Я понял, что у красок есть своя тайная история, сплетенная с историей языка и мысли. Когда начал читать об этом, понял, что среди прочего это и моя история, потому что в ней описано дивное странствие цветов, которые мы именуем «черным». У черного и белого — хо-хо! — история в полосочку, они веками использовали тонкое разделение по качеству и виду. В древности Северная Европа знала swart и blaek — злобный, заколдованный эльфами матово-черный, и плодородную яркость тьмы, которая наполняла ночь образами и благими чарами. У римлян тоже были ater и niger; от первого, ныне забытого понятия происходит английское слово atrocious, то есть «жестокий», а другой, изначально тот же счастливый и лучезарный черный, который знали и тевтоны, проявился в современном слове «негр», которое связано с расистскими лозунгами и с Нигерией.

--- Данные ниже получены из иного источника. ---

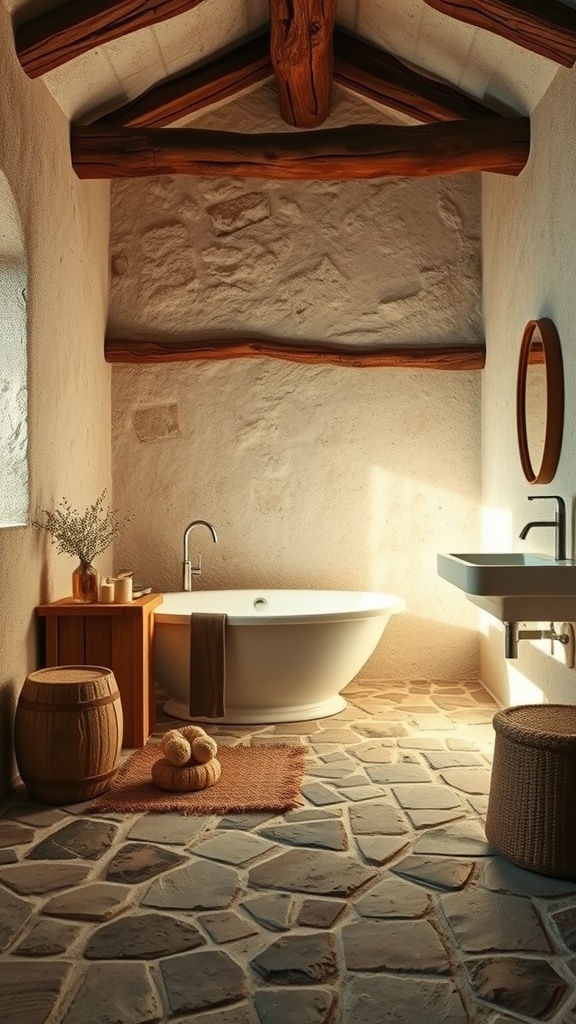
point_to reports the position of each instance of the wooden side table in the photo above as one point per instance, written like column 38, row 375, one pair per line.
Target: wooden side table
column 116, row 636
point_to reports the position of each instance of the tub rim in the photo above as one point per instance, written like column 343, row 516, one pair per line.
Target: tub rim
column 388, row 604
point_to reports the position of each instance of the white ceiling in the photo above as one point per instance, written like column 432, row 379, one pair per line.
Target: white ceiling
column 483, row 65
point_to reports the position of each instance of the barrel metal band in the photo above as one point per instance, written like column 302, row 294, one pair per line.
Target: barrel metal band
column 68, row 705
column 47, row 782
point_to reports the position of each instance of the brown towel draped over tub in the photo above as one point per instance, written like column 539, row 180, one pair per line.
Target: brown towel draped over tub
column 207, row 665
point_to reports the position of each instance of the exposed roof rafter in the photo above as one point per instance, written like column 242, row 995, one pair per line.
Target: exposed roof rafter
column 357, row 152
column 543, row 27
column 184, row 94
column 65, row 33
column 382, row 78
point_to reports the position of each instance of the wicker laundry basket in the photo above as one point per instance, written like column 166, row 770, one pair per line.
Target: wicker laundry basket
column 531, row 815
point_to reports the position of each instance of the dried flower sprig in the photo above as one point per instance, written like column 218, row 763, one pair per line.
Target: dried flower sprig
column 82, row 535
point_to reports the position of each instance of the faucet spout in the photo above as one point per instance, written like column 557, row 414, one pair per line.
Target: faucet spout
column 558, row 523
column 188, row 568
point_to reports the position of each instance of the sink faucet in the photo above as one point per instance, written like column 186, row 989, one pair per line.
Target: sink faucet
column 188, row 568
column 559, row 523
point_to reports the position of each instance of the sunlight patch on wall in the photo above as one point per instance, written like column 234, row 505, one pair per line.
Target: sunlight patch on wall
column 13, row 366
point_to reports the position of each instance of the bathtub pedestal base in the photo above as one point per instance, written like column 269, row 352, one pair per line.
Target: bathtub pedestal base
column 263, row 716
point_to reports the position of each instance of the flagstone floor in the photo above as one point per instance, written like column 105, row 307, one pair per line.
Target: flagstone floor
column 377, row 901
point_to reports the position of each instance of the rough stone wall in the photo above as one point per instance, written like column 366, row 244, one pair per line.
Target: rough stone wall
column 315, row 476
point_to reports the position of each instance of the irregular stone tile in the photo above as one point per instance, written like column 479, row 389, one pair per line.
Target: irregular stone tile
column 27, row 879
column 276, row 740
column 339, row 757
column 13, row 915
column 321, row 871
column 274, row 910
column 379, row 849
column 320, row 912
column 146, row 936
column 310, row 1006
column 442, row 873
column 395, row 898
column 98, row 901
column 474, row 780
column 332, row 771
column 359, row 793
column 401, row 772
column 479, row 805
column 427, row 819
column 379, row 818
column 318, row 794
column 234, row 848
column 138, row 861
column 525, row 986
column 452, row 759
column 420, row 742
column 565, row 921
column 239, row 1014
column 486, row 922
column 433, row 722
column 343, row 736
column 216, row 980
column 458, row 743
column 127, row 989
column 312, row 814
column 295, row 728
column 328, row 835
column 81, row 839
column 37, row 815
column 245, row 821
column 394, row 945
column 463, row 839
column 12, row 835
column 501, row 876
column 227, row 926
column 351, row 780
column 172, row 829
column 374, row 752
column 47, row 938
column 426, row 797
column 30, row 991
column 199, row 886
column 298, row 960
column 381, row 729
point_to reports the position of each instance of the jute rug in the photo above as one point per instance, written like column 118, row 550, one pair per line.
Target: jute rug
column 253, row 778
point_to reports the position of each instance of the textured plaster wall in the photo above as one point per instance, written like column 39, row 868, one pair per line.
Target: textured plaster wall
column 529, row 236
column 315, row 476
column 65, row 225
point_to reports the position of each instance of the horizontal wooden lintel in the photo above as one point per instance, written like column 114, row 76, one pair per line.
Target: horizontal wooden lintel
column 409, row 356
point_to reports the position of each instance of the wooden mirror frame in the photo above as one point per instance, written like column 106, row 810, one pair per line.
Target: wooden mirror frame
column 551, row 356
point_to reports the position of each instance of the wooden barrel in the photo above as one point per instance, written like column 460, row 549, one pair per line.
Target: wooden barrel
column 68, row 732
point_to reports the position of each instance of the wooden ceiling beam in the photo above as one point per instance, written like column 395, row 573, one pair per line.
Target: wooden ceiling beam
column 408, row 356
column 543, row 27
column 62, row 34
column 356, row 152
column 379, row 76
column 301, row 54
column 197, row 88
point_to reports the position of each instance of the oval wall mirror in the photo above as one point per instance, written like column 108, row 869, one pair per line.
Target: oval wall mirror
column 539, row 400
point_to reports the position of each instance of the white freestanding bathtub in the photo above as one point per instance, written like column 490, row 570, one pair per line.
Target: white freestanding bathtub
column 288, row 652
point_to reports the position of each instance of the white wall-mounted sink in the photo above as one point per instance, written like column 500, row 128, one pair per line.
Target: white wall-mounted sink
column 515, row 587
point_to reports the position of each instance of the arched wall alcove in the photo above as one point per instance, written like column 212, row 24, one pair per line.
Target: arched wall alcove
column 13, row 364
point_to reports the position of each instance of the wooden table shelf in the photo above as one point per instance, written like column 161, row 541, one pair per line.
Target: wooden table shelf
column 115, row 636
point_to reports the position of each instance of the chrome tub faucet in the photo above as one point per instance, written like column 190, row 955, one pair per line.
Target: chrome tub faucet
column 559, row 523
column 188, row 568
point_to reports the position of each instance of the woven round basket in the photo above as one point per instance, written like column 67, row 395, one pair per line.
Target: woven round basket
column 530, row 816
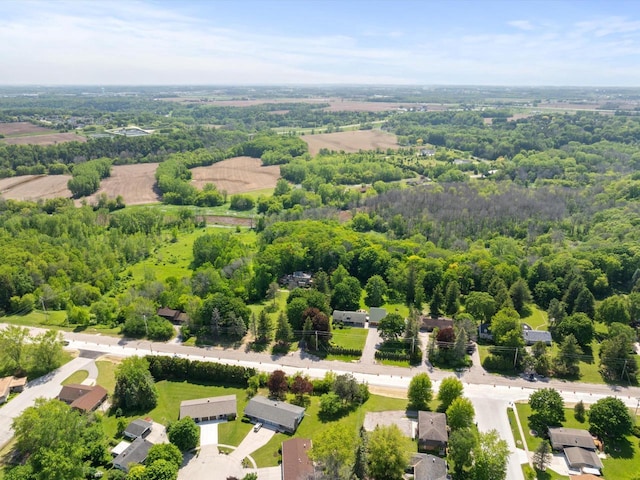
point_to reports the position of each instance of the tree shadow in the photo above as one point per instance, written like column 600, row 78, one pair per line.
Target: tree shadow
column 619, row 448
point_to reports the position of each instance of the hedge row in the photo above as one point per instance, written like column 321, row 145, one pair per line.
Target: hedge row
column 176, row 368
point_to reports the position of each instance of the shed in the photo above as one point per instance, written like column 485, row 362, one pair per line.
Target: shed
column 279, row 415
column 138, row 428
column 212, row 408
column 296, row 464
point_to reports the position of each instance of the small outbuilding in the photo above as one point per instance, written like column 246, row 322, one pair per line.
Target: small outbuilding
column 138, row 429
column 281, row 416
column 212, row 408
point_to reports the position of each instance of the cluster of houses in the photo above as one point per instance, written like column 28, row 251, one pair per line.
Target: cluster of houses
column 10, row 385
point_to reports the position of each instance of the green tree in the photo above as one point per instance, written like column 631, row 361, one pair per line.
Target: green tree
column 460, row 414
column 565, row 363
column 452, row 298
column 165, row 451
column 542, row 456
column 184, row 434
column 13, row 340
column 609, row 417
column 420, row 392
column 613, row 309
column 333, row 450
column 490, row 457
column 450, row 389
column 481, row 305
column 547, row 409
column 520, row 295
column 462, row 443
column 376, row 289
column 135, row 388
column 391, row 326
column 388, row 453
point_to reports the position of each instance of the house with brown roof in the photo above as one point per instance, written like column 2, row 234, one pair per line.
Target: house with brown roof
column 223, row 407
column 85, row 398
column 9, row 385
column 296, row 464
column 433, row 434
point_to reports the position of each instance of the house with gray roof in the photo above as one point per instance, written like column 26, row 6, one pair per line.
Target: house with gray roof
column 223, row 407
column 136, row 453
column 433, row 434
column 281, row 416
column 562, row 438
column 424, row 466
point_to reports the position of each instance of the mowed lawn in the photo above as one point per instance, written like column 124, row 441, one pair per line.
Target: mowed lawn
column 311, row 426
column 623, row 457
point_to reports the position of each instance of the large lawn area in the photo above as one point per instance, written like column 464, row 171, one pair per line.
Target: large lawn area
column 311, row 426
column 623, row 457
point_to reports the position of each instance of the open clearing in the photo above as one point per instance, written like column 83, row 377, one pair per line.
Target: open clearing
column 135, row 183
column 35, row 187
column 45, row 139
column 351, row 141
column 21, row 128
column 237, row 175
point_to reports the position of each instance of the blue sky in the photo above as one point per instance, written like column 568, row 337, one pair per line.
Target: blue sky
column 223, row 42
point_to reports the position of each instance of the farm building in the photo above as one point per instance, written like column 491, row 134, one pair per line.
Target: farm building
column 281, row 416
column 296, row 464
column 432, row 432
column 85, row 398
column 375, row 315
column 212, row 408
column 355, row 319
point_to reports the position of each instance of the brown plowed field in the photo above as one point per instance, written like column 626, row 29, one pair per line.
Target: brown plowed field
column 135, row 183
column 35, row 187
column 237, row 175
column 21, row 128
column 351, row 141
column 47, row 139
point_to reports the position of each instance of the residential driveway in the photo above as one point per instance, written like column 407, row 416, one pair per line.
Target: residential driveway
column 252, row 442
column 368, row 354
column 270, row 473
column 209, row 433
column 208, row 464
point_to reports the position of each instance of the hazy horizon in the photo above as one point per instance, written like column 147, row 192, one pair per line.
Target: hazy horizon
column 320, row 43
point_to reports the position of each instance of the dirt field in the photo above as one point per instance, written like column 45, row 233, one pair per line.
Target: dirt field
column 237, row 175
column 48, row 139
column 21, row 128
column 351, row 141
column 35, row 187
column 134, row 182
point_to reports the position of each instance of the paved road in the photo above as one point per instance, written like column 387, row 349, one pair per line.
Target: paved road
column 489, row 393
column 48, row 387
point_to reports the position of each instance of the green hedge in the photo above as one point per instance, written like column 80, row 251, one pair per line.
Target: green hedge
column 176, row 368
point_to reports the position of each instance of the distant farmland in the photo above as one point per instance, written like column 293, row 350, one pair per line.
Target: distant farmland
column 351, row 141
column 237, row 175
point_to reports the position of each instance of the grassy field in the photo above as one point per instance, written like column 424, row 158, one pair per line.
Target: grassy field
column 623, row 457
column 76, row 377
column 268, row 455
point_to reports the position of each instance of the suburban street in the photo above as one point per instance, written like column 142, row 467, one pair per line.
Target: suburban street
column 490, row 394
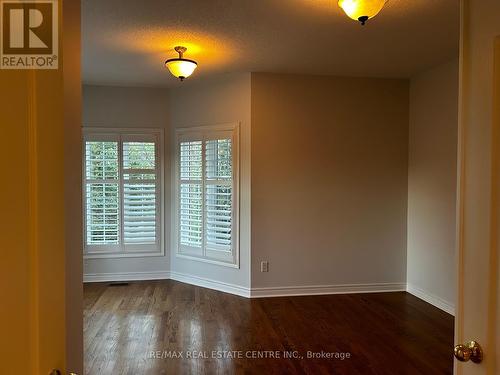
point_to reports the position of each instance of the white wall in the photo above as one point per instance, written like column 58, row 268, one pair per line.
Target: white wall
column 225, row 99
column 432, row 185
column 105, row 106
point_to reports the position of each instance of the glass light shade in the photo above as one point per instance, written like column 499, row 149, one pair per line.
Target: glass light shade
column 181, row 68
column 362, row 10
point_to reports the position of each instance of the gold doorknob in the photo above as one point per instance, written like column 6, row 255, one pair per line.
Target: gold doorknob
column 470, row 351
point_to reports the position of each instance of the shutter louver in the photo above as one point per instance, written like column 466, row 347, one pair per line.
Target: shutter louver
column 218, row 195
column 139, row 193
column 207, row 194
column 191, row 202
column 102, row 186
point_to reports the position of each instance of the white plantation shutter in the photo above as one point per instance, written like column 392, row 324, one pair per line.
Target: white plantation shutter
column 207, row 222
column 122, row 192
column 191, row 202
column 218, row 194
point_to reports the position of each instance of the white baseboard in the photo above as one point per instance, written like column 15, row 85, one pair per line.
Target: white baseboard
column 431, row 298
column 125, row 276
column 211, row 284
column 312, row 290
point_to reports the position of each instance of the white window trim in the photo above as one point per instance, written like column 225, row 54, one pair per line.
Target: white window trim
column 197, row 132
column 128, row 251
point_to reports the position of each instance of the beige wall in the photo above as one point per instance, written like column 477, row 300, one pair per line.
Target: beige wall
column 329, row 180
column 432, row 174
column 225, row 99
column 105, row 106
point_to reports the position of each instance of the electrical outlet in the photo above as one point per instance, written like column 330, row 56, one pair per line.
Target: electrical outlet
column 264, row 266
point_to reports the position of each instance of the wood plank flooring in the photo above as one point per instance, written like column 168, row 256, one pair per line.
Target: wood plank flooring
column 134, row 330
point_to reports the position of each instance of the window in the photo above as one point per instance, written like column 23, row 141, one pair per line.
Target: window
column 207, row 194
column 122, row 192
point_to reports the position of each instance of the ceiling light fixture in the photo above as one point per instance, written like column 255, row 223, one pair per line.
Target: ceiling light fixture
column 179, row 66
column 362, row 10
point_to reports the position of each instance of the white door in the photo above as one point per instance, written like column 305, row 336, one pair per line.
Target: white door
column 477, row 316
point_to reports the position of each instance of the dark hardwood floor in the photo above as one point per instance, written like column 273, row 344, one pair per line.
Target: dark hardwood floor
column 134, row 330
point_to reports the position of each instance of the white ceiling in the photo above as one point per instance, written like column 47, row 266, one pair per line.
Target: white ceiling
column 125, row 42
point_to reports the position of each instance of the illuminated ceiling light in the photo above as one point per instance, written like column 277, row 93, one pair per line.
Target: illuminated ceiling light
column 181, row 67
column 362, row 10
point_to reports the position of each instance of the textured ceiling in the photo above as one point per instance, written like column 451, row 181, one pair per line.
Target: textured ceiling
column 125, row 42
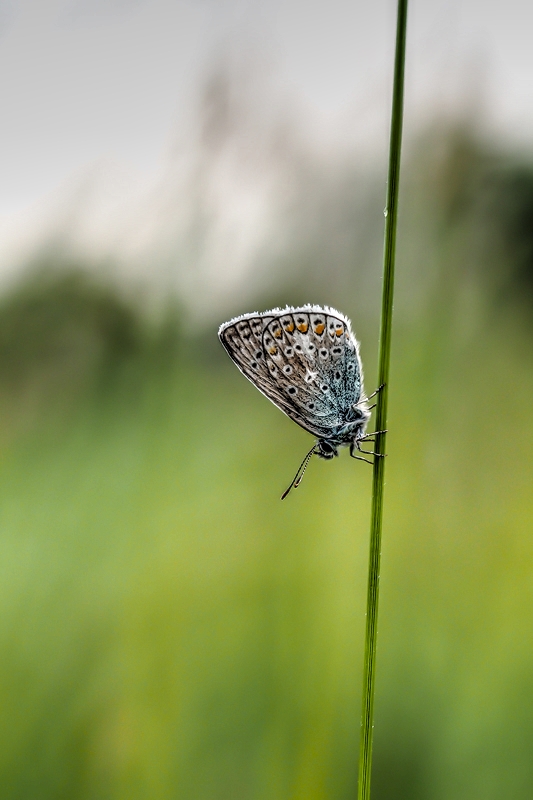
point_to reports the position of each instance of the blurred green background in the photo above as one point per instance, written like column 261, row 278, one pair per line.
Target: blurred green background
column 169, row 629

Усилием воли я оторвался. Не хотелось рассматривать черный так, будто он исключение. Я обратился — с той же решимостью, что и Энни, — к белому. Белый — wite и blank или albus и candidus — в древности мог быть так же опасен, как черный, и столь же божественен: белизной проказы или светом маяка бурной ночью. Частично вину за постепенный переход к бинарному восприятию черного и белого можно возложить на христианскую Библию, которая недвусмысленно говорит о роли света в Творении и месте тьмы во грехе, и на последующее обожествление прибыли, ибо черный был цветом рабочего люда, а белый принадлежал аристократам.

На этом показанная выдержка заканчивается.